Angel of the Resurrection in The Gettsyburg Review

I’m happy to report that my story “Angel of the Resurrection” will be appearing in a future issue of The Gettsyburg Review.

http://www.gettysburgreview.com/selections/fiction/

An excerpt (the opening) appears below for your enjoyment. It’s a story about dating, death, and the angel Michael.

This first time, the man she was meeting arrived forty-five minutes late, hands shaking, and ordered a beer before climbing into the booth. He had neglected to wear his Detroit Tigers cap, the one she had seen him wearing in most of the photographs and the one he said he would wear that night, so for a moment she thought another man had pushed himself into the privacy of her small space: her glass of ice water, the article open on her cell phone, and her quiet little fears grown thorny and twisted during almost an hour of waiting.

While she waited, she had shredded her napkin into rice-sized pieces, which she carefully gathered up and gave to the waiter, who took them in two hands as if cradling water. He would not stop looking at her: that same look of pity and judgment she had seen before on the faces of men who liked to think of themselves as kind. Her last eight dates had been with men like that, watery-eyed men, victims of infidelity and divorce and, in one case, an elderly woman going the wrong way on the highway colliding with his wife’s station wagon. Each one was punctual. They’d been waiting for her when she entered.

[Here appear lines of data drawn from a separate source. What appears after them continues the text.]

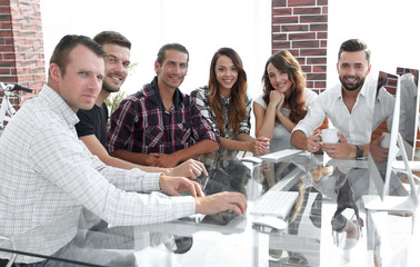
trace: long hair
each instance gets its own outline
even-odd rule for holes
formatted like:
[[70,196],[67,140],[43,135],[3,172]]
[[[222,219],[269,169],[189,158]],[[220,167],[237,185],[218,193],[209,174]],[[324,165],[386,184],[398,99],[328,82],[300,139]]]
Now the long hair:
[[247,117],[247,73],[243,70],[243,65],[241,58],[231,48],[220,48],[211,59],[210,65],[210,78],[209,78],[209,106],[213,110],[216,116],[216,125],[220,130],[220,136],[224,136],[223,126],[223,109],[222,101],[220,98],[220,85],[216,78],[216,63],[221,56],[227,56],[230,58],[238,70],[238,80],[233,85],[230,92],[230,102],[228,111],[229,126],[228,129],[233,129],[234,135],[239,131],[240,122]]
[[262,98],[267,105],[270,101],[270,91],[274,90],[274,88],[271,86],[267,70],[269,63],[272,63],[279,71],[288,72],[289,80],[291,81],[292,86],[290,88],[290,95],[287,97],[287,99],[284,99],[284,102],[290,107],[289,119],[297,123],[299,120],[303,119],[308,111],[304,107],[304,88],[307,81],[302,69],[300,68],[298,60],[296,60],[296,58],[288,50],[281,50],[272,55],[267,60],[264,73],[262,76],[262,83],[264,87]]

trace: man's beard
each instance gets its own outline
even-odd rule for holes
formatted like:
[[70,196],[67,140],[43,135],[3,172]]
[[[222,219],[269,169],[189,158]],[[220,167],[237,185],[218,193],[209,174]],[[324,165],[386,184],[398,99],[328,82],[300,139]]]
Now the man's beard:
[[103,80],[102,89],[106,90],[107,92],[118,92],[120,90],[120,87],[113,87]]
[[343,87],[346,90],[348,90],[348,91],[354,91],[354,90],[359,89],[360,87],[362,87],[363,83],[364,83],[364,79],[366,79],[366,78],[359,80],[359,82],[356,82],[356,83],[349,85],[349,83],[346,82],[346,77],[344,77],[344,78],[341,78],[341,77],[340,77],[340,81],[341,81],[342,87]]

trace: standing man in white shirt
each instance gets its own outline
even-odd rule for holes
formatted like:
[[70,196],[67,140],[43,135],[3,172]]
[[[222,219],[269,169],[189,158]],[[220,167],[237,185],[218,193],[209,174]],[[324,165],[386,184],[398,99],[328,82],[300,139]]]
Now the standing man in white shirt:
[[[199,185],[187,178],[106,166],[90,154],[76,134],[76,112],[94,105],[104,57],[88,37],[63,37],[50,59],[47,85],[0,138],[0,236],[18,250],[53,255],[77,234],[83,208],[113,226],[168,221],[194,212],[246,212],[242,194],[203,197]],[[189,190],[192,196],[138,194],[153,190],[172,196]],[[8,257],[0,253],[0,260]],[[18,256],[16,263],[40,260]]]
[[[341,85],[320,93],[308,115],[292,131],[293,147],[316,152],[321,147],[331,158],[360,158],[369,154],[376,98],[376,82],[366,82],[371,69],[370,50],[359,39],[344,41],[338,53],[337,70]],[[340,142],[320,144],[324,117],[339,130]],[[383,121],[386,118],[374,118]]]

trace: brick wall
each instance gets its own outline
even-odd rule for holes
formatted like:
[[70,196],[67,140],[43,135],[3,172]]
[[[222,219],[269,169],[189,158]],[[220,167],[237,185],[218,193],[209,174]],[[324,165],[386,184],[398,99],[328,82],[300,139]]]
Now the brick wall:
[[32,88],[32,95],[41,89],[42,38],[40,0],[0,0],[0,81]]
[[307,87],[327,87],[328,0],[272,0],[272,53],[287,49],[299,61]]

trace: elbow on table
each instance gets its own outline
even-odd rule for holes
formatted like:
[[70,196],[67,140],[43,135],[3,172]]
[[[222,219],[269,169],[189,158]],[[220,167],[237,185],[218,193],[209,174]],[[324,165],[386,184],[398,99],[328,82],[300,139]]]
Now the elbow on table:
[[207,147],[207,151],[206,152],[214,152],[219,149],[220,147],[220,144],[217,142],[217,141],[212,141],[212,140],[209,140],[209,144]]

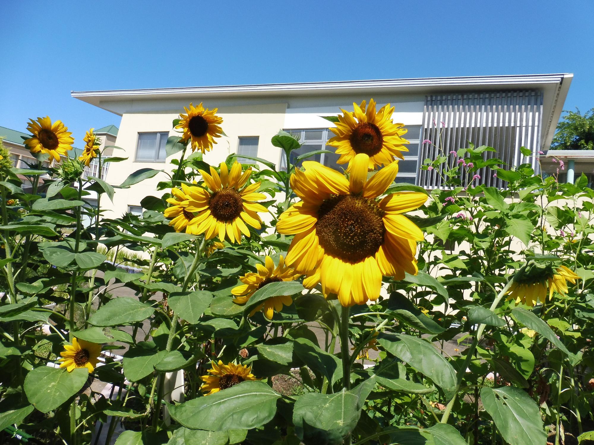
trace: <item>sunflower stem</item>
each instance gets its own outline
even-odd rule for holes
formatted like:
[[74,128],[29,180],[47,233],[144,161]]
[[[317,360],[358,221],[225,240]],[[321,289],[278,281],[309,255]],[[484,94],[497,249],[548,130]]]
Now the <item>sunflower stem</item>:
[[[505,293],[507,292],[507,290],[510,288],[511,286],[511,284],[513,283],[513,278],[510,278],[510,281],[507,282],[505,287],[501,290],[501,291],[499,293],[499,294],[495,297],[495,300],[493,301],[493,303],[491,305],[491,307],[489,308],[490,310],[494,310],[497,306],[499,305],[500,302],[505,296]],[[448,404],[446,406],[446,409],[444,411],[443,415],[441,417],[441,423],[447,424],[447,419],[450,417],[450,414],[451,413],[452,408],[454,407],[454,403],[456,403],[456,398],[457,395],[458,391],[460,389],[460,387],[462,384],[462,379],[464,378],[464,375],[466,373],[466,368],[468,367],[469,364],[470,363],[470,360],[472,360],[472,355],[475,353],[475,349],[476,349],[476,346],[478,345],[479,342],[481,341],[481,339],[482,338],[482,333],[485,330],[485,328],[486,325],[482,323],[479,325],[478,329],[476,329],[476,334],[475,335],[474,339],[472,341],[472,344],[470,345],[470,347],[468,348],[467,351],[466,351],[466,357],[464,360],[464,363],[462,363],[462,365],[460,368],[460,370],[458,371],[457,377],[458,380],[456,385],[456,390],[454,393],[453,397],[451,398],[451,400],[448,402]]]

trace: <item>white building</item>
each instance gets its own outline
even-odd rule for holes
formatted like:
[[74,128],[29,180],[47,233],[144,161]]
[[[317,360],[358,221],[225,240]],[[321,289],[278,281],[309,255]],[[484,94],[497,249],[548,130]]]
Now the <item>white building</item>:
[[[497,150],[488,155],[511,165],[530,163],[539,171],[539,151],[551,144],[573,78],[572,74],[482,76],[388,80],[350,81],[269,85],[76,91],[74,97],[122,116],[116,145],[129,158],[109,167],[106,180],[118,185],[143,168],[170,170],[165,141],[177,134],[172,122],[190,102],[218,108],[226,136],[217,139],[204,160],[217,164],[231,153],[257,156],[282,168],[280,149],[270,139],[285,129],[299,135],[305,153],[326,147],[333,124],[321,116],[336,115],[340,109],[352,110],[353,101],[374,98],[378,107],[396,107],[393,119],[408,128],[409,151],[400,162],[398,182],[430,188],[440,186],[436,172],[419,171],[427,158],[438,155],[429,144],[437,142],[444,152],[487,145]],[[520,147],[533,154],[522,155]],[[179,155],[179,154],[176,155]],[[337,168],[334,154],[315,159]],[[501,180],[482,175],[489,185]],[[156,195],[164,173],[129,189],[118,189],[113,215],[137,212],[141,200]]]

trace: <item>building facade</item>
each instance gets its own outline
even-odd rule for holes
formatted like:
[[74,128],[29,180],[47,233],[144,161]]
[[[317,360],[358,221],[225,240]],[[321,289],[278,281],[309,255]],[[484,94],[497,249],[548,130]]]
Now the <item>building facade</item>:
[[[230,154],[257,156],[286,165],[280,149],[270,139],[284,129],[299,138],[303,147],[295,155],[326,145],[333,124],[323,116],[336,116],[340,109],[352,110],[353,102],[375,99],[378,107],[395,107],[395,122],[407,128],[409,152],[399,163],[397,182],[426,188],[439,187],[435,171],[422,171],[426,158],[441,151],[487,145],[496,152],[487,155],[510,165],[529,163],[539,170],[539,151],[550,145],[573,75],[486,76],[378,81],[353,81],[271,85],[73,92],[74,97],[121,116],[115,145],[126,151],[128,160],[109,167],[106,180],[118,185],[130,173],[143,168],[170,170],[165,142],[177,133],[172,122],[190,102],[217,108],[226,136],[217,139],[204,160],[217,164]],[[425,142],[430,141],[431,143]],[[436,147],[437,146],[437,147]],[[525,156],[522,147],[532,154]],[[179,154],[175,155],[179,155]],[[314,157],[324,165],[340,169],[337,155]],[[497,178],[488,185],[502,186]],[[141,211],[140,201],[156,193],[161,173],[129,189],[119,189],[113,215]]]

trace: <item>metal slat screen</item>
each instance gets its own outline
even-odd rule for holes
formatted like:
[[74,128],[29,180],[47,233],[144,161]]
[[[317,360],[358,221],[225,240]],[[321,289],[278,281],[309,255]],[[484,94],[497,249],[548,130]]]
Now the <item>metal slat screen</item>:
[[[422,144],[419,158],[422,163],[427,158],[447,156],[448,166],[451,168],[457,160],[449,155],[450,151],[467,148],[472,142],[475,147],[495,149],[495,152],[485,152],[485,159],[499,158],[509,166],[529,163],[538,173],[542,110],[542,92],[538,91],[427,96],[421,140],[428,139],[432,144]],[[522,155],[521,147],[529,149],[533,155]],[[441,173],[421,170],[419,185],[440,187]],[[487,171],[479,174],[482,183],[505,186],[504,181]]]

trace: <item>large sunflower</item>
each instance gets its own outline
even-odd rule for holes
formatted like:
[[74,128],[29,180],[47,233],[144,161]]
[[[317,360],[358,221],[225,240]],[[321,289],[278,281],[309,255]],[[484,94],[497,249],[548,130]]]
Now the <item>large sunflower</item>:
[[99,151],[99,139],[97,135],[93,132],[94,129],[94,128],[90,129],[83,138],[86,144],[84,145],[84,150],[83,150],[83,154],[78,157],[78,160],[82,161],[87,167],[89,167],[89,164],[93,158],[97,157],[97,153]]
[[52,125],[49,116],[29,120],[27,129],[33,136],[25,141],[25,144],[31,153],[47,153],[58,161],[60,156],[65,156],[67,152],[72,150],[74,138],[62,121],[56,120]]
[[69,373],[77,368],[87,368],[89,372],[92,373],[100,355],[101,345],[75,337],[72,344],[65,345],[64,351],[60,352],[62,357],[59,360],[62,362],[60,367],[66,368]]
[[339,164],[350,163],[355,156],[364,153],[369,157],[369,168],[375,166],[387,165],[394,161],[394,157],[404,159],[401,151],[408,151],[403,144],[409,141],[402,136],[406,129],[402,123],[392,122],[394,107],[390,104],[375,112],[375,101],[369,100],[365,109],[365,101],[361,105],[353,103],[352,113],[341,110],[336,128],[330,129],[336,136],[328,141],[328,145],[336,147],[336,153],[340,155]]
[[[230,171],[225,163],[220,164],[220,174],[212,167],[210,174],[199,170],[206,188],[191,186],[184,188],[188,195],[187,204],[183,203],[188,212],[199,212],[192,220],[191,233],[204,233],[210,240],[218,235],[224,241],[225,234],[232,243],[241,241],[241,234],[249,236],[246,223],[257,229],[261,227],[262,220],[257,212],[267,212],[266,207],[254,201],[266,196],[256,193],[260,183],[244,187],[252,173],[248,169],[242,174],[241,164],[235,162]],[[195,227],[193,227],[195,225]]]
[[212,368],[207,371],[210,375],[200,377],[204,382],[200,389],[206,396],[235,386],[242,382],[257,380],[252,374],[251,366],[236,365],[235,363],[225,365],[220,360],[218,364],[211,362],[211,365]]
[[580,278],[571,269],[563,265],[554,272],[551,272],[549,268],[539,270],[541,273],[539,275],[533,274],[526,276],[520,274],[514,276],[514,282],[507,293],[509,295],[507,299],[515,300],[516,304],[523,303],[529,306],[533,306],[538,301],[544,303],[547,293],[549,300],[552,298],[555,291],[565,295],[568,290],[567,282],[575,284],[576,280]]
[[201,102],[197,107],[191,103],[189,108],[184,109],[187,114],[179,115],[179,123],[175,126],[184,129],[182,141],[191,140],[192,151],[197,148],[203,153],[210,151],[213,144],[217,143],[214,138],[220,138],[223,133],[217,125],[223,123],[223,119],[216,114],[218,109],[205,109]]
[[295,234],[285,262],[307,274],[307,287],[321,283],[324,295],[335,294],[344,306],[363,304],[380,295],[383,275],[397,279],[418,272],[416,241],[423,233],[401,214],[422,205],[425,193],[392,193],[378,202],[394,181],[398,163],[367,180],[369,157],[361,153],[350,179],[317,162],[291,176],[301,202],[291,206],[276,225]]
[[[266,266],[261,264],[256,264],[257,272],[250,272],[239,278],[244,284],[232,290],[231,293],[237,297],[233,299],[233,301],[242,304],[249,300],[254,292],[268,283],[292,281],[301,275],[296,273],[292,268],[285,265],[285,259],[282,255],[279,259],[279,265],[276,268],[274,267],[274,262],[272,260],[272,258],[268,255],[266,255],[265,262]],[[256,306],[250,313],[249,316],[264,309],[264,316],[268,320],[271,320],[274,311],[280,312],[282,310],[283,304],[290,306],[292,303],[293,299],[289,295],[271,297]]]

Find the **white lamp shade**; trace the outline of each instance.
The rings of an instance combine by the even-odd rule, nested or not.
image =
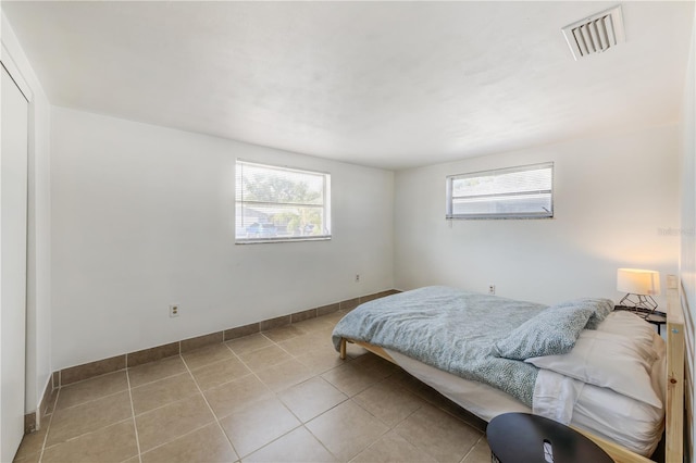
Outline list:
[[[617,290],[631,295],[659,295],[660,273],[639,268],[619,268]]]

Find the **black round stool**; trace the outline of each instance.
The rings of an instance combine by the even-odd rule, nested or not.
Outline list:
[[[486,428],[492,461],[500,463],[613,463],[595,442],[544,416],[504,413]]]

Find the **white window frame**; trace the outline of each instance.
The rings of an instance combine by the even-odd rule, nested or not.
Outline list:
[[[268,201],[254,201],[254,200],[245,200],[244,198],[244,188],[239,182],[244,176],[244,166],[253,166],[254,168],[268,168],[269,171],[278,171],[278,172],[288,172],[294,174],[306,174],[311,176],[320,176],[323,178],[323,188],[322,188],[322,203],[321,204],[303,204],[297,202],[268,202]],[[319,171],[310,171],[307,168],[295,168],[288,167],[284,165],[277,164],[264,164],[258,162],[244,161],[238,159],[235,163],[235,243],[236,245],[256,245],[263,242],[290,242],[290,241],[323,241],[330,240],[331,235],[331,174],[326,172]],[[279,208],[287,207],[300,207],[300,208],[312,208],[312,209],[321,209],[323,215],[323,230],[321,230],[318,235],[285,235],[278,234],[277,236],[273,234],[273,236],[238,236],[238,230],[240,228],[247,229],[252,224],[244,223],[245,217],[245,208],[249,208],[249,205],[259,205],[261,208],[268,208],[277,205]],[[241,208],[241,209],[240,209]],[[241,222],[241,223],[239,223]]]
[[[504,174],[511,174],[517,172],[533,172],[550,170],[551,184],[548,189],[526,190],[526,191],[510,191],[489,195],[459,195],[453,196],[453,183],[459,179],[465,178],[485,178],[495,177]],[[492,200],[496,198],[502,200],[509,200],[514,197],[521,196],[538,196],[550,195],[550,209],[545,211],[527,211],[527,212],[492,212],[492,213],[453,213],[453,203],[457,199],[481,199],[482,201]],[[447,176],[447,220],[482,220],[482,218],[552,218],[554,217],[554,162],[545,162],[539,164],[520,165],[514,167],[495,168],[490,171],[480,171],[467,174],[458,174]]]

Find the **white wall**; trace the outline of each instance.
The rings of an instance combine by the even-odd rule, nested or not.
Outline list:
[[[28,140],[25,396],[25,411],[32,413],[51,375],[50,104],[4,14],[1,29],[3,53],[9,53],[33,95]]]
[[[398,172],[396,287],[447,284],[554,303],[618,301],[618,267],[676,271],[678,127],[588,138]],[[445,220],[445,177],[555,162],[555,218]],[[660,302],[660,301],[658,301]]]
[[[333,239],[235,246],[237,158],[331,173]],[[53,370],[394,287],[391,172],[54,108],[51,185]]]
[[[687,403],[694,403],[694,321],[696,320],[696,70],[694,55],[696,54],[696,12],[686,71],[686,86],[684,87],[684,105],[681,124],[681,255],[680,277],[684,289],[683,298],[687,306],[686,321],[686,360],[691,373],[691,381],[686,390]],[[693,410],[692,410],[693,411]],[[696,429],[693,416],[687,424],[691,434],[688,448],[692,456],[696,440]]]

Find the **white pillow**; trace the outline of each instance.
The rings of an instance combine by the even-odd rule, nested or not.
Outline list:
[[[655,328],[635,313],[627,311],[611,312],[605,321],[597,326],[598,331],[613,333],[631,338],[636,343],[650,363],[657,359],[655,349]]]
[[[662,401],[650,381],[652,363],[643,350],[636,349],[626,336],[585,329],[569,353],[535,356],[525,362],[661,408]]]

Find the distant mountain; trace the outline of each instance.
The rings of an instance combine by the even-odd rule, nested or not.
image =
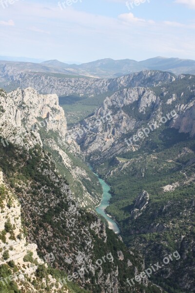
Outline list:
[[[36,62],[0,61],[0,75],[2,68],[5,68],[5,66],[7,68],[9,68],[12,72],[18,73],[45,72],[72,76],[70,77],[77,76],[78,77],[106,79],[119,77],[144,70],[169,71],[176,75],[195,74],[195,61],[161,57],[139,62],[130,59],[114,60],[107,58],[80,64],[70,64],[57,60],[43,61],[38,63]]]
[[[33,62],[33,63],[40,63],[44,59],[36,59],[28,57],[16,57],[13,56],[0,56],[0,60],[5,61],[18,61],[19,62]]]
[[[58,60],[45,61],[41,64],[65,68],[75,74],[107,78],[122,76],[144,69],[170,71],[177,75],[195,73],[195,61],[194,60],[161,57],[139,62],[131,59],[114,60],[107,58],[79,65],[69,64]]]

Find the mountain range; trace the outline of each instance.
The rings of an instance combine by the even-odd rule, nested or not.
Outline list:
[[[58,60],[44,61],[41,63],[13,62],[2,60],[0,65],[11,67],[15,72],[44,72],[61,73],[75,76],[85,76],[94,78],[112,78],[143,70],[169,71],[175,74],[195,74],[195,61],[179,58],[157,57],[143,61],[130,59],[114,60],[107,58],[80,64],[70,64]],[[18,60],[15,59],[16,61]]]
[[[123,61],[75,65],[89,75],[107,66],[102,79],[63,75],[70,67],[56,61],[23,72],[25,63],[0,62],[9,92],[0,91],[0,275],[24,276],[0,282],[3,292],[194,292],[195,76],[164,70],[193,71],[194,62],[162,59],[143,62],[160,70],[114,78]],[[110,187],[106,212],[119,235],[96,212],[102,189],[92,169]],[[154,264],[161,270],[129,286]]]

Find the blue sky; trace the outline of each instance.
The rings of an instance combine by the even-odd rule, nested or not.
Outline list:
[[[80,62],[195,59],[195,0],[0,3],[0,55]]]

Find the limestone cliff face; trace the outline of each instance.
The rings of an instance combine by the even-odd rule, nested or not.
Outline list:
[[[0,135],[8,143],[26,149],[38,144],[55,152],[61,167],[71,174],[73,184],[74,180],[78,182],[80,206],[98,205],[100,193],[87,188],[85,183],[91,181],[90,176],[73,161],[73,155],[78,161],[80,160],[80,150],[74,142],[67,144],[65,141],[66,119],[57,95],[39,95],[31,87],[17,89],[8,94],[1,91],[0,95]],[[2,143],[6,146],[4,140]],[[75,195],[77,198],[76,192]]]
[[[134,106],[132,105],[136,103]],[[127,145],[123,137],[140,125],[138,120],[127,112],[128,106],[137,106],[139,113],[145,114],[152,107],[157,107],[158,99],[149,88],[135,87],[115,93],[104,100],[102,106],[92,116],[85,119],[68,132],[68,137],[73,137],[83,127],[91,126],[89,131],[78,136],[77,141],[81,146],[86,156],[93,154],[93,160],[102,162],[107,156],[125,151]],[[99,123],[96,123],[97,120]]]
[[[56,93],[59,96],[77,94],[90,96],[108,91],[116,91],[124,87],[155,86],[171,82],[176,78],[173,74],[157,70],[143,70],[111,79],[61,78],[52,75],[18,72],[8,64],[0,70],[0,78],[5,80],[7,85],[12,83],[15,87],[21,88],[31,86],[39,93]]]
[[[94,205],[99,202],[98,194],[95,189],[94,195],[85,190],[82,200],[82,189],[77,194],[68,185],[68,179],[72,178],[68,177],[69,170],[73,177],[75,176],[73,184],[82,184],[84,177],[87,182],[85,186],[93,185],[94,182],[92,182],[93,177],[89,177],[89,173],[82,168],[81,161],[78,166],[76,165],[75,158],[78,159],[79,157],[75,152],[75,143],[68,144],[64,141],[66,121],[61,108],[58,103],[56,105],[56,96],[39,95],[31,88],[18,89],[8,95],[1,91],[0,96],[0,135],[2,141],[5,142],[6,139],[9,144],[1,144],[0,146],[0,160],[3,158],[3,162],[0,161],[0,167],[5,167],[3,170],[6,182],[10,188],[12,186],[12,191],[17,193],[20,201],[22,218],[28,232],[28,241],[36,242],[42,253],[52,251],[55,257],[56,266],[67,274],[72,274],[76,269],[90,268],[89,273],[93,284],[98,284],[102,293],[117,293],[120,287],[124,288],[125,284],[121,285],[118,273],[117,255],[115,261],[107,264],[109,272],[103,267],[96,268],[95,264],[96,259],[110,252],[111,241],[108,238],[111,237],[111,232],[108,232],[105,225],[92,209],[86,211],[80,208],[84,206],[82,206],[83,203],[88,206],[90,201]],[[53,122],[53,119],[56,121]],[[39,123],[43,121],[45,125],[41,127]],[[20,133],[22,134],[21,136]],[[44,146],[53,151],[53,157],[43,149]],[[54,162],[56,158],[56,162],[59,158],[61,163],[62,161],[67,167],[67,177],[58,172]],[[13,167],[10,167],[11,166]],[[12,181],[11,178],[14,180]],[[13,200],[13,209],[12,206],[9,208],[5,203],[3,204],[3,212],[0,217],[0,229],[4,229],[9,219],[10,223],[9,220],[6,225],[12,225],[14,230],[11,232],[13,239],[9,240],[11,235],[8,232],[6,239],[4,239],[5,243],[2,245],[5,247],[1,251],[2,255],[7,250],[6,241],[8,242],[9,249],[11,246],[14,248],[10,251],[10,260],[12,258],[22,265],[27,251],[32,251],[35,257],[37,256],[37,246],[26,246],[23,235],[19,236],[21,229],[20,207],[16,200]],[[22,234],[22,231],[21,233]],[[114,232],[112,237],[112,241],[120,247],[120,241]],[[101,253],[97,252],[99,249],[97,248],[98,245],[101,248]],[[124,251],[122,247],[121,250]],[[115,251],[112,249],[111,251]],[[127,254],[129,259],[130,256]],[[126,268],[126,258],[121,265]],[[125,269],[124,271],[125,272]],[[93,290],[95,285],[90,285],[89,279],[86,274],[79,278],[78,283],[81,287]]]
[[[141,78],[144,72],[135,74],[135,78],[136,76]],[[123,78],[125,80],[127,77]],[[181,79],[183,80],[182,83]],[[136,141],[132,140],[131,143],[128,141],[127,143],[125,139],[132,138],[149,126],[152,127],[149,129],[150,133],[162,126],[162,117],[165,118],[169,127],[189,133],[193,137],[195,134],[194,80],[193,76],[180,76],[172,82],[173,86],[171,83],[167,85],[164,84],[158,87],[157,92],[154,88],[143,87],[116,91],[104,100],[94,115],[69,130],[68,137],[74,137],[74,134],[83,129],[84,126],[88,130],[77,135],[77,142],[85,156],[91,161],[99,163],[128,150],[137,149],[147,138],[146,135]],[[141,78],[141,81],[140,83],[143,81]],[[124,85],[127,86],[125,82]],[[179,89],[177,93],[176,87]],[[109,119],[105,119],[108,116]],[[96,123],[97,120],[100,123]]]
[[[19,289],[24,285],[29,293],[43,292],[44,290],[41,288],[38,290],[36,289],[29,279],[36,280],[38,284],[40,282],[37,278],[36,271],[39,265],[42,265],[45,268],[47,265],[38,256],[37,244],[28,244],[26,241],[21,224],[20,204],[4,183],[2,171],[0,171],[0,266],[14,261],[19,272],[15,274],[16,271],[13,272],[12,279],[16,282]],[[35,261],[34,263],[25,259],[30,252]],[[48,277],[51,286],[50,292],[51,293],[59,292],[62,288],[60,284],[51,275],[49,275]],[[5,284],[7,280],[1,278],[1,282]],[[43,288],[42,284],[44,284],[46,288],[47,282],[44,279],[42,279],[42,282],[40,286]],[[62,292],[69,292],[63,289]]]
[[[41,144],[38,130],[43,127],[47,131],[58,131],[60,136],[65,135],[66,120],[56,95],[39,95],[32,88],[17,89],[2,93],[0,105],[1,135],[11,142],[27,147],[28,144],[29,146]],[[28,134],[30,131],[34,132],[33,140]]]

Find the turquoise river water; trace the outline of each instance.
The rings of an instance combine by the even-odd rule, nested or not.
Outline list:
[[[108,215],[105,209],[110,205],[110,200],[112,197],[112,195],[109,193],[110,189],[110,187],[106,182],[99,178],[98,174],[95,175],[98,177],[99,182],[103,188],[103,195],[101,203],[98,207],[97,207],[96,209],[97,212],[103,216],[108,222],[109,227],[110,229],[112,229],[117,234],[120,233],[120,229],[117,225],[117,223],[112,218],[112,217]]]

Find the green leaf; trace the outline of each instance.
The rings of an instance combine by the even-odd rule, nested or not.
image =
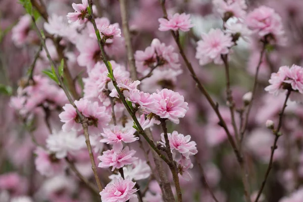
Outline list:
[[[61,63],[60,63],[60,66],[59,66],[59,75],[60,76],[62,76],[63,75],[63,70],[64,69],[64,59],[62,59],[61,60]]]
[[[55,81],[55,82],[56,82],[57,83],[59,84],[59,81],[58,80],[58,78],[56,76],[56,74],[54,74],[54,72],[53,71],[53,69],[54,69],[54,68],[52,67],[52,70],[43,70],[42,71],[42,72],[44,73],[45,74],[46,74],[48,77],[49,77],[52,80]],[[54,69],[54,71],[55,71],[55,69]]]
[[[9,85],[5,85],[0,83],[0,93],[7,95],[11,95],[13,94],[13,89]]]

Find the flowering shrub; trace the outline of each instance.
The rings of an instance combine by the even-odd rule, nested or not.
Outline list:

So this one was different right from the start. Just a few weeks earlier, her pocketbook had been snatched out of her arms by a blurred shape in a black hoodie, and she had been knocked to the concrete, her bloody palms gritty with dirt. She thought of that pain again, the violation, and she raised her hand to defend herself. It took him saying, “Hi, I’m Daniel,” for the configuration of features to organize itself in her memory. Yes, it was him, but thinner and older than in the photos, his hair flecked with gray but his pale handsomeness still present in his hard jawline. He looked like an actor, one of the ones you saw in bad movies, untalented but with good looks, a square jaw and a casual grin. Something of the politician in that smile. In fact, he seemed ready to shake her hand vigorously across the table.

Most of them were actors and politicians anyway, the men who smiled, the ones who didn’t.